At the Society of Photo-Optical Instrumentation Engineers’ Human Vision and Electronic Imaging conference on Jan. 27, Ruth Rosenholtz, a principal research scientist in the Department of Brain and Cognitive Sciences, presented a new mathematical model of how the brain does that summarizing. The model accurately predicts the visual system’s failure on certain types of image-processing tasks, a good indication that it captures some aspect of human cognition.
Most models of human object recognition assume that the first thing the brain does with a retinal image is identify edges — boundaries between regions with different light-reflective properties — and sort them according to alignment: horizontal, vertical and diagonal. Then, the story goes, the brain starts assembling these features into primitive shapes, registering, for instance, that in some part of the visual field, a horizontal feature appears above a vertical feature, or two diagonals cross each other. From these primitive shapes, it builds up more complex shapes — four L’s with different orientations, for instance, would make a square — and so on, until it’s constructed shapes that it can identify as features of known objects.
While this might be a good model of what happens at the center of the visual field, Rosenholtz argues, it’s probably less applicable to the periphery, where human object discrimination is notoriously weak. In a series of papers in the last few years, Rosenholtz has proposed that cognitive scientists instead think of the brain as collecting statistics on the features in different patches of the visual field.

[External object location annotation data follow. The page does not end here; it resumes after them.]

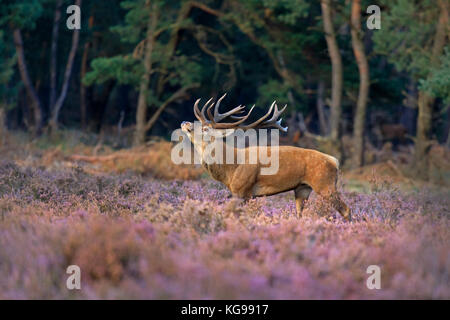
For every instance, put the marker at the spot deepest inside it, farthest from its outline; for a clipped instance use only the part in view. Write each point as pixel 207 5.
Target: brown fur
pixel 301 170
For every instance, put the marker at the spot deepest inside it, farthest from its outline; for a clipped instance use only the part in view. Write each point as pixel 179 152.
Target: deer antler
pixel 215 118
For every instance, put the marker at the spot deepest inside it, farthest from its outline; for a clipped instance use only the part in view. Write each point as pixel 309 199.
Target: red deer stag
pixel 301 170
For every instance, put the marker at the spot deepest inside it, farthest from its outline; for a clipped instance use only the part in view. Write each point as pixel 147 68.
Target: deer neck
pixel 219 171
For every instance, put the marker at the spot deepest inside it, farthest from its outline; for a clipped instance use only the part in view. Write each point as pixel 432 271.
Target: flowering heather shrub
pixel 142 238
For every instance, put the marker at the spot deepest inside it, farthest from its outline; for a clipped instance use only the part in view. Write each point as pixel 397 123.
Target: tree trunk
pixel 53 56
pixel 62 96
pixel 3 130
pixel 426 102
pixel 175 96
pixel 141 113
pixel 83 102
pixel 336 65
pixel 31 92
pixel 364 81
pixel 320 104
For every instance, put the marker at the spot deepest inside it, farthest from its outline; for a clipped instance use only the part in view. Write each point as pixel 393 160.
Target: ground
pixel 135 236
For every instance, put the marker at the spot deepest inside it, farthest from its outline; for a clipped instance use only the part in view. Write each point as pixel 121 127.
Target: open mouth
pixel 186 126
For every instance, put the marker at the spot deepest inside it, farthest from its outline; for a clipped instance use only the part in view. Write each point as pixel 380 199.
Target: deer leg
pixel 301 195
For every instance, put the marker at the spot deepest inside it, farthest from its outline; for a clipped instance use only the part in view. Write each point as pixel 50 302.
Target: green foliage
pixel 273 88
pixel 124 69
pixel 20 13
pixel 438 84
pixel 406 35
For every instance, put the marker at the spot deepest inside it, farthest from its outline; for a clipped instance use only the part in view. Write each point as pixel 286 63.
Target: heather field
pixel 135 236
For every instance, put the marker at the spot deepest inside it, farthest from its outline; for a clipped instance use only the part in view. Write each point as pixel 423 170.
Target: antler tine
pixel 273 122
pixel 204 108
pixel 220 116
pixel 233 124
pixel 257 122
pixel 197 112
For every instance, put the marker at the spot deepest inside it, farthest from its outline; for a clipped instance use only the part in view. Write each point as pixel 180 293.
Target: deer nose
pixel 186 125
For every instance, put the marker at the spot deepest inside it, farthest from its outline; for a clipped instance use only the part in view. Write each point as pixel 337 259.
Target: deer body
pixel 300 170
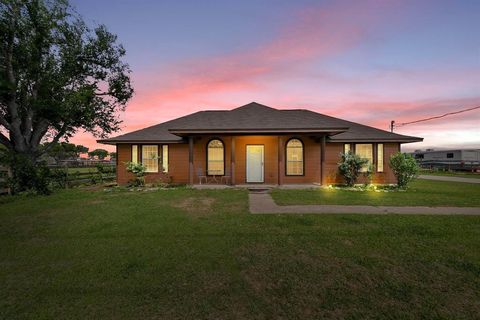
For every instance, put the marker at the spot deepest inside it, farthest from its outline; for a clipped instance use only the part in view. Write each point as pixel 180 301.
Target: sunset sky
pixel 364 61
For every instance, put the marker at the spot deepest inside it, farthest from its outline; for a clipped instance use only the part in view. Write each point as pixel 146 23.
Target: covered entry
pixel 255 161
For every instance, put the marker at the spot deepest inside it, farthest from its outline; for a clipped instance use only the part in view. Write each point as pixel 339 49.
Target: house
pixel 254 144
pixel 451 159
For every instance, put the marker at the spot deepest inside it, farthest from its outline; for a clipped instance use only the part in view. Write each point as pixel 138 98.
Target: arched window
pixel 215 157
pixel 294 157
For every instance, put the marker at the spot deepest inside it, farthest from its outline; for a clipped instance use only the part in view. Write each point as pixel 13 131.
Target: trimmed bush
pixel 350 166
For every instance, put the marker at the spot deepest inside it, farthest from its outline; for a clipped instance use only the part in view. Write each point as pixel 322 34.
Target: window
pixel 150 157
pixel 165 157
pixel 134 153
pixel 380 157
pixel 294 157
pixel 215 157
pixel 365 151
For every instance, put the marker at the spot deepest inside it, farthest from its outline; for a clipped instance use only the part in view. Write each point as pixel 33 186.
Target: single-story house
pixel 254 144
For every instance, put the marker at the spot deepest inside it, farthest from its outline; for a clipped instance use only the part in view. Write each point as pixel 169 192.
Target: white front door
pixel 255 163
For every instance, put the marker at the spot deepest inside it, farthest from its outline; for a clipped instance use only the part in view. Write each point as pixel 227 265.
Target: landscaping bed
pixel 420 193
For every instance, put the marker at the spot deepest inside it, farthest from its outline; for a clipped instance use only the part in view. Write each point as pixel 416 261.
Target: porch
pixel 257 160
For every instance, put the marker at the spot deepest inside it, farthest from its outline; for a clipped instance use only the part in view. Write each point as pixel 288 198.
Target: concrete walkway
pixel 262 203
pixel 451 179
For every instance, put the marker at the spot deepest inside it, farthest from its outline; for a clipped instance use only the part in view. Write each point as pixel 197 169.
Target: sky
pixel 364 61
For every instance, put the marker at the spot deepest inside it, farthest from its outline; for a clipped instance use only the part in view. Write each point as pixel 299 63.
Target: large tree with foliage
pixel 63 150
pixel 57 76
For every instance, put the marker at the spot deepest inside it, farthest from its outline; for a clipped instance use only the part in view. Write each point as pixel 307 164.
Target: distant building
pixel 454 159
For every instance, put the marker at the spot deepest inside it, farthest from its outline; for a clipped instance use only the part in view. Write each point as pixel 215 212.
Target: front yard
pixel 199 254
pixel 420 193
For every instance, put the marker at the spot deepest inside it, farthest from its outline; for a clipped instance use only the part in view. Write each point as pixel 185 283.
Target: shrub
pixel 138 169
pixel 350 166
pixel 405 168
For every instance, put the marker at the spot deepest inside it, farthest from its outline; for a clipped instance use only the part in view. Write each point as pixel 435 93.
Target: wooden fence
pixel 3 180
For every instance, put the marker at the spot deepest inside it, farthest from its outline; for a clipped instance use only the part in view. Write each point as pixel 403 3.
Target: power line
pixel 394 125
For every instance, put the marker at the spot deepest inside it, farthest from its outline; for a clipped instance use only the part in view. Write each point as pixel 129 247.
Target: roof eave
pixel 399 140
pixel 182 132
pixel 143 141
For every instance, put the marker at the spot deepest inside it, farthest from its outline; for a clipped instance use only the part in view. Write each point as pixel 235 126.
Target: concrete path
pixel 451 179
pixel 262 203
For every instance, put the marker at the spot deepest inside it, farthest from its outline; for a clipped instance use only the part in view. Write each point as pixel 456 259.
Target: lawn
pixel 198 254
pixel 420 193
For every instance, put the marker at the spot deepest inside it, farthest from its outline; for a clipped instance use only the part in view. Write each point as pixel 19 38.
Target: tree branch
pixel 57 137
pixel 4 122
pixel 38 132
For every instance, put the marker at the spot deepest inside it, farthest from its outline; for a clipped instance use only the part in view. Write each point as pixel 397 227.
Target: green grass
pixel 198 254
pixel 459 174
pixel 420 193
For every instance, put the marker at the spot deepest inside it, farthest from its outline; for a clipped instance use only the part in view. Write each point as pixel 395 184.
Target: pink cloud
pixel 267 73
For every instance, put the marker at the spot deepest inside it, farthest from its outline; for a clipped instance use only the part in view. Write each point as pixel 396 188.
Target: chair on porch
pixel 226 176
pixel 201 176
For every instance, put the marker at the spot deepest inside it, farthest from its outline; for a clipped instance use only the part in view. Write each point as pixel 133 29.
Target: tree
pixel 57 76
pixel 81 149
pixel 99 153
pixel 350 166
pixel 404 167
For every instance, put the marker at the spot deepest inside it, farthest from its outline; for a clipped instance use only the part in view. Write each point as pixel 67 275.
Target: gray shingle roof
pixel 257 118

On Rosenholtz’s model, the patches described by the statistics get larger the farther they are from the center. This corresponds with a loss of information, in the same sense that, say, the average income for a city is less informative than the average income for every household in the city. At the center of the visual field, the patches might be so small that the statistics amount to the same thing as descriptions of individual features: A 100-percent concentration of horizontal features could indicate a single horizontal feature. So Rosenholtz’s model would converge with the standard model.
But at the edges of the visual field, the models come apart. A large patch whose statistics are, say, 50 percent horizontal features and 50 percent vertical could contain an array of a dozen plus signs, or an assortment of vertical and horizontal lines, or a grid of boxes.
In fact, Rosenholtz’s model includes statistics on much more than just orientation of features: There are also measures of things like feature size, brightness and color, and averages of other features — about 1,000 numbers in all. But in computer simulations, storing even 1,000 statistics for every patch of the visual field requires only one-90th as many virtual neurons as storing visual features themselves, suggesting that statistical summary could be the type of space-saving technique the brain would want to exploit.
Rosenholtz’s model grew out of her investigation of a phenomenon called visual crowding. If you were to concentrate your gaze on a point at the center of a mostly blank sheet of paper, you might be able to identify a solitary A at the left edge of the page. But you would fail to identify an identical A at the right edge, the same distance from the center, if instead of standing on its own it were in the center of the word “BOARD.”
Rosenholtz’s approach explains this disparity: The statistics of the lone A are specific enough to A’s that the brain can infer the letter’s shape; but the statistics of the corresponding patch on the other side of the visual field also factor in the features of the B, O, R and D, resulting in aggregate values that don’t identify any of the letters clearly.
Rosenholtz’s group has also conducted a series of experiments with human subjects designed to test the validity of the model. Subjects might, for instance, be asked to search for a target object — like the letter O — amid a sea of “distractors” — say, a jumble of other letters. A patch of the visual field that contains 11 Q’s and one O would have very similar statistics to one that contains a dozen Q’s. But it would have much different statistics than a patch that contained a dozen plus signs. In experiments, the degree of difference between the statistics of different patches is an extremely good predictor of how quickly subjects can find a target object: It’s much easier to find an O among plus signs than it is to find it amid Q’s.
Rosenholtz, who has a joint appointment to the Computer Science and Artificial Intelligence Laboratory, is also interested in the implications of her work for data visualization, an active research area in its own right. For instance, designing subway maps with an eye to maximizing the differences between the summary statistics of different regions could make them easier for rushing commuters to take in at a glance.
In vision science, “there’s long been this notion that somehow what the periphery is for is texture,” says Denis Pelli, a professor of psychology and neural science at New York University. Rosenholtz’s work, he says, “is turning it into real calculations rather than just a side comment.” Pelli points out that the brain probably doesn’t track exactly the 1,000-odd statistics that Rosenholtz has used, and indeed, Rosenholtz says that she simply adopted a group of statistics commonly used to describe visual data in computer vision research. But Pelli also adds that visual experiments like the ones that Rosenholtz is performing are the right way to narrow down the list to “the ones that really matter.”